Natural Light Indoors: The Difference Between Full-Spectrum Bulbs and Daylight Bulbs - Pt 1

 

The human eye evolved over millions of years under the warm glow of the Sun, Sol, our nearest star. Our eyes adapted to see by the unique spectrum of light emitted by our star. This warm yellow-orange dwarf star has burning hydrogen into helium over the millennia, which emits a mix of visible and invisible waves outward through space. Our planet soaks up those rays and turns them into heat and life. Our eyes also use those wavelengths in the visible light spectrum to see and understand the world. 

 

Human Eyes See Best in Sunlight (and Artificial Sunlight)

  • Sunlight contains many light spectrums and invisible wavelengths
  • Human eyes are more comfortable in natural-spectrum light
  • Artificial sunlight must be complex to match the real sun

Sunlight is still the best way to get a clear look and to see colors most accurately. We can make artificial light, but eyestrain is the frequent result when our eyes try to read or work under an incomplete light spectrum.

We have found that mimicking the exact balance of visible and invisible light from the sun is the best way to provide clear, comfortable light indoors.

A savvy business owner can boost morale, health, and productivity in one move by upgrading old flourescent lights to a more complete natural light spectrum. However, there is one very common misunderstanding we'd like to help you avoid. When you search for natural light bulbs, you will find offers for "full-spectrum" bulbs and "Daylight" bulbs.

There is often a significant price difference without a clear indication of why or what distinguishes the two. Today, we're here to clear up this confusion on how to achieve natural light with full-spectrum vs daylight bulbs.

 

What is a Daylight Light Bulb?

  • Yellow = "Warm Light"
  • Blue = "Cool Light"
  • "Daylight" is a light bulb color that is faintly blue

Lightbulb Color and Temperature

Lightbulbs are often distinguised by the color of light they emit. We use a "temperature" scale because we associate colors of light with warm or cold. Therefore, shades of white light that include the yellow spectrum are called "warm" light while shades of white including blue spectrum light are considered "cool" light.

While it's true that warm things often glow with a yellow or red tinge, like fire and heating elements, blue-tinted light is not actually cooler to the touch.

In fact, blue and violet light are the hottest and require the most energy, though they are referred to as "cool". Conversely, red light requires the least energy and is therefore cooler to the touch, despite being "warm" in the bulb color scale.

It's important to understand that lightbulbs advertised as "cool temperature" are not actually safe to touch, while "warm white" bulbs are no hotter than normal bulbs. Instead, this is just how we identify light color along with how those colors of light make us feel.

"Daylight" as a Bulb Color

Sunlight has a great deal of blue-spectrum light in the mix, and this helps your eyes to see with better contrast clarity. Therefore, bulbs that are tinted very faintly blue are often referred to (and marketed as) "Daylight" temperature bulbs.

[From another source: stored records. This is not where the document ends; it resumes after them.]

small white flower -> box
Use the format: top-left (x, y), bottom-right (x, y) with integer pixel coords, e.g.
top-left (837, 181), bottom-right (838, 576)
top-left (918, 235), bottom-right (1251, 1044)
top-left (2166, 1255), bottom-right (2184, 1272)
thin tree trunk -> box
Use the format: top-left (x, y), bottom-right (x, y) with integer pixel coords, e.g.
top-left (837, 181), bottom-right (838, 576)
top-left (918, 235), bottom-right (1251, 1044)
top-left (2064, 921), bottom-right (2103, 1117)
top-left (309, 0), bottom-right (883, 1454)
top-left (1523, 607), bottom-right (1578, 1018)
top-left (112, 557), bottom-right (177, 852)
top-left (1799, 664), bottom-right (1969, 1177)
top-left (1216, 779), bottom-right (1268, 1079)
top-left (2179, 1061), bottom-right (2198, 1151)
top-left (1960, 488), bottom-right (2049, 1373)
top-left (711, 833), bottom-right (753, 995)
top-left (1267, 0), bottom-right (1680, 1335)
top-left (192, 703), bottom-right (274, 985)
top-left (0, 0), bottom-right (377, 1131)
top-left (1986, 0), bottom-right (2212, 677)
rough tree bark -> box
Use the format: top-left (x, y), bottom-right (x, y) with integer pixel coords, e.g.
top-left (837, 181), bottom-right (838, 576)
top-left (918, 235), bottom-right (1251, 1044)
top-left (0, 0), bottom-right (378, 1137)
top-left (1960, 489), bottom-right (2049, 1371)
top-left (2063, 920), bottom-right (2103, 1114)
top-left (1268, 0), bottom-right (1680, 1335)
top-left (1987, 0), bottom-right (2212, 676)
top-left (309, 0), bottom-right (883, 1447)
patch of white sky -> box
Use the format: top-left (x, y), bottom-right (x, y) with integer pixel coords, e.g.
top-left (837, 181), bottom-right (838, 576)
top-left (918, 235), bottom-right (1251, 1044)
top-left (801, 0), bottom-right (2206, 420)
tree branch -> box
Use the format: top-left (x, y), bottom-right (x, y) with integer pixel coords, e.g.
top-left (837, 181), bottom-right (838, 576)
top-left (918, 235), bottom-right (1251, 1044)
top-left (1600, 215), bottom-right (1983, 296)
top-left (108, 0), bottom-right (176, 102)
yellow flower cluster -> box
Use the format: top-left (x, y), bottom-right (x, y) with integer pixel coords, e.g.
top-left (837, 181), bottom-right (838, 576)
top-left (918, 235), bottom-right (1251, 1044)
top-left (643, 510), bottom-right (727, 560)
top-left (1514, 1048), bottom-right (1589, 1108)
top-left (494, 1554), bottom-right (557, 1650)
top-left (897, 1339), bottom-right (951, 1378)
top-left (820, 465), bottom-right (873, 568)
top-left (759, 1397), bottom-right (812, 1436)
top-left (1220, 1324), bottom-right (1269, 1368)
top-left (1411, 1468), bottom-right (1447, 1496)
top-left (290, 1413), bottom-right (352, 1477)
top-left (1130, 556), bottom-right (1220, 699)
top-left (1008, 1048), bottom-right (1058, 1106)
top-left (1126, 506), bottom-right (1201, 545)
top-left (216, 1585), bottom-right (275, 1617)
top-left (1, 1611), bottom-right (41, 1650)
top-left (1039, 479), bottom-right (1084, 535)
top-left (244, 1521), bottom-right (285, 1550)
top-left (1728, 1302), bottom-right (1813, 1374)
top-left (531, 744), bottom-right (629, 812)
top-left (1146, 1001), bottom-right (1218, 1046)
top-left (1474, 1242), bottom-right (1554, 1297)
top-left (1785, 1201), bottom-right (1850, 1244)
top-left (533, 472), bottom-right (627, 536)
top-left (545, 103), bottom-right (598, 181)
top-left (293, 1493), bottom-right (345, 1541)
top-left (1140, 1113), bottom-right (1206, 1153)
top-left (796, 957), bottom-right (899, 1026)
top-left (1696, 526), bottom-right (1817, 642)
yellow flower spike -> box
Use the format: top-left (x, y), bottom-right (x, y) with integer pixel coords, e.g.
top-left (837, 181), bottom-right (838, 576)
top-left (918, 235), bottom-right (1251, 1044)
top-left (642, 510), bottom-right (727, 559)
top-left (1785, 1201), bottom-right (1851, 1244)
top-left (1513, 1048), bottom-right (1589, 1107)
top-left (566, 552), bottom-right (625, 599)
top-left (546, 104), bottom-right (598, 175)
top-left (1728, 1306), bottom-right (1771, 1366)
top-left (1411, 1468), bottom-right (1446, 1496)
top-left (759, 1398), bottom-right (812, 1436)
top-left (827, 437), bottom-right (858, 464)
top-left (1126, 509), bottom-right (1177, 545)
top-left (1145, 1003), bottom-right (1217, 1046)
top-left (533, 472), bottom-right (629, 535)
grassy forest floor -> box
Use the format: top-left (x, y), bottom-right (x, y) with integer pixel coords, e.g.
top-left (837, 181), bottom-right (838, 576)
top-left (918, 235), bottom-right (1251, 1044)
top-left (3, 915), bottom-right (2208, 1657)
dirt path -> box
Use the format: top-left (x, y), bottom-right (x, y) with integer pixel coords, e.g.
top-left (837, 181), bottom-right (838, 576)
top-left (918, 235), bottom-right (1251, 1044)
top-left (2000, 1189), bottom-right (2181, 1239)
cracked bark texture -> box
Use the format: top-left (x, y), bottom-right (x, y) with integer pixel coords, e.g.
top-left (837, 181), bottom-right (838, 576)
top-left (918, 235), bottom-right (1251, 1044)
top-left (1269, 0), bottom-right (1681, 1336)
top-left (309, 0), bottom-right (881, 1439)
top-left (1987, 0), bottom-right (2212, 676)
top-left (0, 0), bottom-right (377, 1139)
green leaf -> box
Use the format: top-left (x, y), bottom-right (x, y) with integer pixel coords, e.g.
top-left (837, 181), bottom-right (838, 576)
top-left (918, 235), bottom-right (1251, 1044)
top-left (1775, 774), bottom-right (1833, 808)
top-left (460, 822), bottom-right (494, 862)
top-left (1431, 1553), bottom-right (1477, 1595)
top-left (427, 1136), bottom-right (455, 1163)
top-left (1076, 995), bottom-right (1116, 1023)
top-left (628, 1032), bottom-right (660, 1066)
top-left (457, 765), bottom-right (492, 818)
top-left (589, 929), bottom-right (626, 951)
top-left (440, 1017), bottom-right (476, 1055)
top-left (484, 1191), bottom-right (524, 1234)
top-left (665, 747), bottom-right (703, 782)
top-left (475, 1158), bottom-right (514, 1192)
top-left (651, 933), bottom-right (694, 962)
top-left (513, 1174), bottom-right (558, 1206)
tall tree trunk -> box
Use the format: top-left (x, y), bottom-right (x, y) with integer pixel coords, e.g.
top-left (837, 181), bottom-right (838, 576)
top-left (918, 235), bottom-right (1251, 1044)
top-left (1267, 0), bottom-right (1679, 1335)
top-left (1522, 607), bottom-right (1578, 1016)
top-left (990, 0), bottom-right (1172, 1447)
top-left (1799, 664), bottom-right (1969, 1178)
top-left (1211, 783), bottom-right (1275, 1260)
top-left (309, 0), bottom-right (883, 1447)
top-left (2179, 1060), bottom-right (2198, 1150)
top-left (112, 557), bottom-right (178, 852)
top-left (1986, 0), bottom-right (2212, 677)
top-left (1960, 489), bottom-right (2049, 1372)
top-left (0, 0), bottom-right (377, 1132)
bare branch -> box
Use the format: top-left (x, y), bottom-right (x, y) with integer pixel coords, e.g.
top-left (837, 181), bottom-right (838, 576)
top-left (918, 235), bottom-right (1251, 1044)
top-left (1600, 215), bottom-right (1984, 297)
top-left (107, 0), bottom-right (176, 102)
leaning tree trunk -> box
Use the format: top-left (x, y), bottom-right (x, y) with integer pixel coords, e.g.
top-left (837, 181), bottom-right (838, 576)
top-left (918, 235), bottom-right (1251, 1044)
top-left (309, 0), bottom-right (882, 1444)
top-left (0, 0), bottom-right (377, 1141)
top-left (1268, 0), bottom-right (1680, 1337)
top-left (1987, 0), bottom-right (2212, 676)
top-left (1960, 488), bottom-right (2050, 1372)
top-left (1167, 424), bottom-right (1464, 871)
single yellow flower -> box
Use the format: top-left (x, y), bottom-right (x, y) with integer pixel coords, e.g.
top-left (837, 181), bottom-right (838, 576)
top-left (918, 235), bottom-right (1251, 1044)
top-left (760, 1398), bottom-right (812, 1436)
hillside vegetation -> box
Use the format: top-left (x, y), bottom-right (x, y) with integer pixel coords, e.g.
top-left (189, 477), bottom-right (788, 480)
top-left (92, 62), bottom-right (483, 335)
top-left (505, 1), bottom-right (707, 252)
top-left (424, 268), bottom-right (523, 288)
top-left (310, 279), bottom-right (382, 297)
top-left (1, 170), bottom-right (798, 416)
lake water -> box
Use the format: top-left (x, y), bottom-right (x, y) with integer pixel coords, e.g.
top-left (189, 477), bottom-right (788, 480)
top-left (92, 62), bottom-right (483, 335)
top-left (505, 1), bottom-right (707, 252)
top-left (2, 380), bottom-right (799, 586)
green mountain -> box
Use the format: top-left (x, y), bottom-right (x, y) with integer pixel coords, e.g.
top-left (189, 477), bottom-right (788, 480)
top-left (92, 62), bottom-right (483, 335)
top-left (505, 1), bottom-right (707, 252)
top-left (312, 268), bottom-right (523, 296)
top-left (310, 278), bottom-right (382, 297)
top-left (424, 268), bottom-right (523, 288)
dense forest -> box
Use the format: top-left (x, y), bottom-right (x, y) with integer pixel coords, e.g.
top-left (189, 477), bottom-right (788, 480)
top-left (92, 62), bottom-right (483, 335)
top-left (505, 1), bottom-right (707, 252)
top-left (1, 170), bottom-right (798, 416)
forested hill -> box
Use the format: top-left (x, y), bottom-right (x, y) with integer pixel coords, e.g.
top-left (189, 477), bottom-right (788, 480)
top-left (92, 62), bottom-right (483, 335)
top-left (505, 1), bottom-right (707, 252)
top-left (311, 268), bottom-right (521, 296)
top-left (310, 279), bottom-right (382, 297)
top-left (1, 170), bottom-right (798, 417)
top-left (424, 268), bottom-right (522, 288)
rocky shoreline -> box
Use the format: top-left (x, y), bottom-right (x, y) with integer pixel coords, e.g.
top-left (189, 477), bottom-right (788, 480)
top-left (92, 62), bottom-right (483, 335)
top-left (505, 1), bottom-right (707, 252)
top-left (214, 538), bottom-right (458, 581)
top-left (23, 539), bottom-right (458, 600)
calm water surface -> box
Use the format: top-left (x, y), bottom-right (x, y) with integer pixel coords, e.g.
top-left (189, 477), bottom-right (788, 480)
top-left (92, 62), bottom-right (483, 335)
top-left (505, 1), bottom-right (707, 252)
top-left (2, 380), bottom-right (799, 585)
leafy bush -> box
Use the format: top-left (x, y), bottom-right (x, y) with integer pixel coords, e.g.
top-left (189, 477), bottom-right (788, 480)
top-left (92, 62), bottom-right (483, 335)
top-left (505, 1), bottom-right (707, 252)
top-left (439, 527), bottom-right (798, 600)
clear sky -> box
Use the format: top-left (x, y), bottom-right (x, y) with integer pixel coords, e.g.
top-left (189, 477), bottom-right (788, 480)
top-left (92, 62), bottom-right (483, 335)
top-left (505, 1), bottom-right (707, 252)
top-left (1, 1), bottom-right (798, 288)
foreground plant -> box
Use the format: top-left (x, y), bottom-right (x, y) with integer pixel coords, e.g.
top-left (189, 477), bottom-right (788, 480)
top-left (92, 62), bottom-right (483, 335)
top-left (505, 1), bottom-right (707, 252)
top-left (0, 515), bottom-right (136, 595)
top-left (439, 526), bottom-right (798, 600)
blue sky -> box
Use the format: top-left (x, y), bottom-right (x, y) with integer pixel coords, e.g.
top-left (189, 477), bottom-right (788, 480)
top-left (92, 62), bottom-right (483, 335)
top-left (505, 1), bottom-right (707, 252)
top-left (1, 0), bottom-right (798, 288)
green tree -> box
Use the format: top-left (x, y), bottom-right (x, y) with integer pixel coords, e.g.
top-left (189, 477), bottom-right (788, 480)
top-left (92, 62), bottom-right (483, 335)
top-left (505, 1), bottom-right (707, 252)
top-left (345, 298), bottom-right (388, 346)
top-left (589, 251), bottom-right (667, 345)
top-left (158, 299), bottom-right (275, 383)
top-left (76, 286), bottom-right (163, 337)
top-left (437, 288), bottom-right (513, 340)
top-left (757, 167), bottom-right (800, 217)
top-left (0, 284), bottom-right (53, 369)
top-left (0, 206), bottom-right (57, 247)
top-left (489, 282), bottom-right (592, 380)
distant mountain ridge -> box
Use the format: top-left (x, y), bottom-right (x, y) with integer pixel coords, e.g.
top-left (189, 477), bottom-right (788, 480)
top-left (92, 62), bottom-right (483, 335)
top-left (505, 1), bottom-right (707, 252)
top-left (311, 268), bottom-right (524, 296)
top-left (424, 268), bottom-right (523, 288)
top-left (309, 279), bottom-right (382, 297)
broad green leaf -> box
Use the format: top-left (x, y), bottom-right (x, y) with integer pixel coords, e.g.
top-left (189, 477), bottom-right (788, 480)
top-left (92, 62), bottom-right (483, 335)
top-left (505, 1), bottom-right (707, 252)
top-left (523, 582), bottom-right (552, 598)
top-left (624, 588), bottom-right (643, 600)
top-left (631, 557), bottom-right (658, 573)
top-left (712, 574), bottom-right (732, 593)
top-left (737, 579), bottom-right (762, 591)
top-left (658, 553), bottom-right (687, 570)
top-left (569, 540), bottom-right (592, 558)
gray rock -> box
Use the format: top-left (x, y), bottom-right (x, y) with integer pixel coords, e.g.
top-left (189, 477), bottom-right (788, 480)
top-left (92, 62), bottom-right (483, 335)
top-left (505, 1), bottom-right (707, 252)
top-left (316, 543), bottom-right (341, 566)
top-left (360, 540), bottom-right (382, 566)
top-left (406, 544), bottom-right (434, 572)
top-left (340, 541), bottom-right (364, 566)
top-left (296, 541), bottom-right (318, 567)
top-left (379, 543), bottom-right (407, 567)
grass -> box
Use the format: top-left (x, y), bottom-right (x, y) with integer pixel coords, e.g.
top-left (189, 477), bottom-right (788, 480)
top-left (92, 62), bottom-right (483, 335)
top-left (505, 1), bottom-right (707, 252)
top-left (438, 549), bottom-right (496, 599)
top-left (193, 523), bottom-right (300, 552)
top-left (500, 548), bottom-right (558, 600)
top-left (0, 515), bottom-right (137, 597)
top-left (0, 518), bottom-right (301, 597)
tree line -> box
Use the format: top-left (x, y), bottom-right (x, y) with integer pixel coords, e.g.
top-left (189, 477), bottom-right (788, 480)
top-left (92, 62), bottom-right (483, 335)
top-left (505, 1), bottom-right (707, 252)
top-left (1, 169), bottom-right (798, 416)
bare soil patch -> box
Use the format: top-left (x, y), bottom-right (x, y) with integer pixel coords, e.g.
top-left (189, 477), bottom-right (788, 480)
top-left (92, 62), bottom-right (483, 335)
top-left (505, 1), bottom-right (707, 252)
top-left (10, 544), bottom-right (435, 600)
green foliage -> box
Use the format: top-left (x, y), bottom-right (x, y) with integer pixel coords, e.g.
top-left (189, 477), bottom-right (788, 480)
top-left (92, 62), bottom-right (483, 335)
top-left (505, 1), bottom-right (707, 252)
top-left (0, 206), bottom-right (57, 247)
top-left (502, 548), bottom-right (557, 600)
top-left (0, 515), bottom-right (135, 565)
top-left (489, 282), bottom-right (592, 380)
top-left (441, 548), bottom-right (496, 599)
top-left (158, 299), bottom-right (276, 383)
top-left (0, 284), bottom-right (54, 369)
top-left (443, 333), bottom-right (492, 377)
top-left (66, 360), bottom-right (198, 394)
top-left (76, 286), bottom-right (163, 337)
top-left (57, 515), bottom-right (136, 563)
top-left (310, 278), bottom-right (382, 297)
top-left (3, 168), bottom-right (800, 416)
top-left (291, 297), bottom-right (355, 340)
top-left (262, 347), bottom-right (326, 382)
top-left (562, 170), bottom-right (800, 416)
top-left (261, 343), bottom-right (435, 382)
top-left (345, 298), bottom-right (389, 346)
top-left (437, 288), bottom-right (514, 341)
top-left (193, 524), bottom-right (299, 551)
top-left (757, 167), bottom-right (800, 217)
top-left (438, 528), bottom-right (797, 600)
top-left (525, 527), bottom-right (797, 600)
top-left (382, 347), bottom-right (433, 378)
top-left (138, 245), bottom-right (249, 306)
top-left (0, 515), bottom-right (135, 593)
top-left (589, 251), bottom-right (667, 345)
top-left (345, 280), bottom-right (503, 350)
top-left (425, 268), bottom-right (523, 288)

In terms of buying light bulbs, consider "Daylight" to be more like a paint color, akin to "Robin's Egg Blue" for lighting. Daylight doesn't actually indicate that it is comparable to natural sunlight, simply that it shines with a similar blue tint.

 

What is a Full-Spectrum Light Bulb?

  • Full-Spectrum light is better for the human eye
  • We gain more details in full-spectrum illumination
  • Full-Spectrum bulbs are designed to provide more scientifically natural light

Full-Spectrum Light - Natural and Artificial

Full-spectrum lighting is a technological advancement above light temperature-colors. While we can define a light by how yellow or blue it shines, most florescent and incandescent lightbulbs have very limited spectrum range. With simple white light bulbs, there is a reason why people often get eye strain when working without natural light in the room.

There's a reason why we open the window blinds even with good overhead lights on.

The human eye craves the full spectrum of light and performs less well in limited-spectrum illumination. It's why your eyes can tell the time by how sunlight looks through a window. Your eyes gain more information in the natural full-spectrum of sunlight than in simplified artificial light.

Full-Spectrum Lighting

Light bulbs made to provide full-spectrum light use our knowledge of the sun's many emitted wavelengths to create more natural indoor lighting. These bulbs provide light that has a color temperature of 6500K and 96% CRI. This clarity provides you with much more vivid vision, better for both contrast and the perception of colors.

Investing in full-spectrum lighting helps you to eliminate eyestrain and therefore significantly increase comfortable hours in the space. Natual light makes it easier to focus and increases the detail with which we can see our environment and tasks. This makes it ideal for workplace lighting, but also great for homes, offices, workshops, and studios.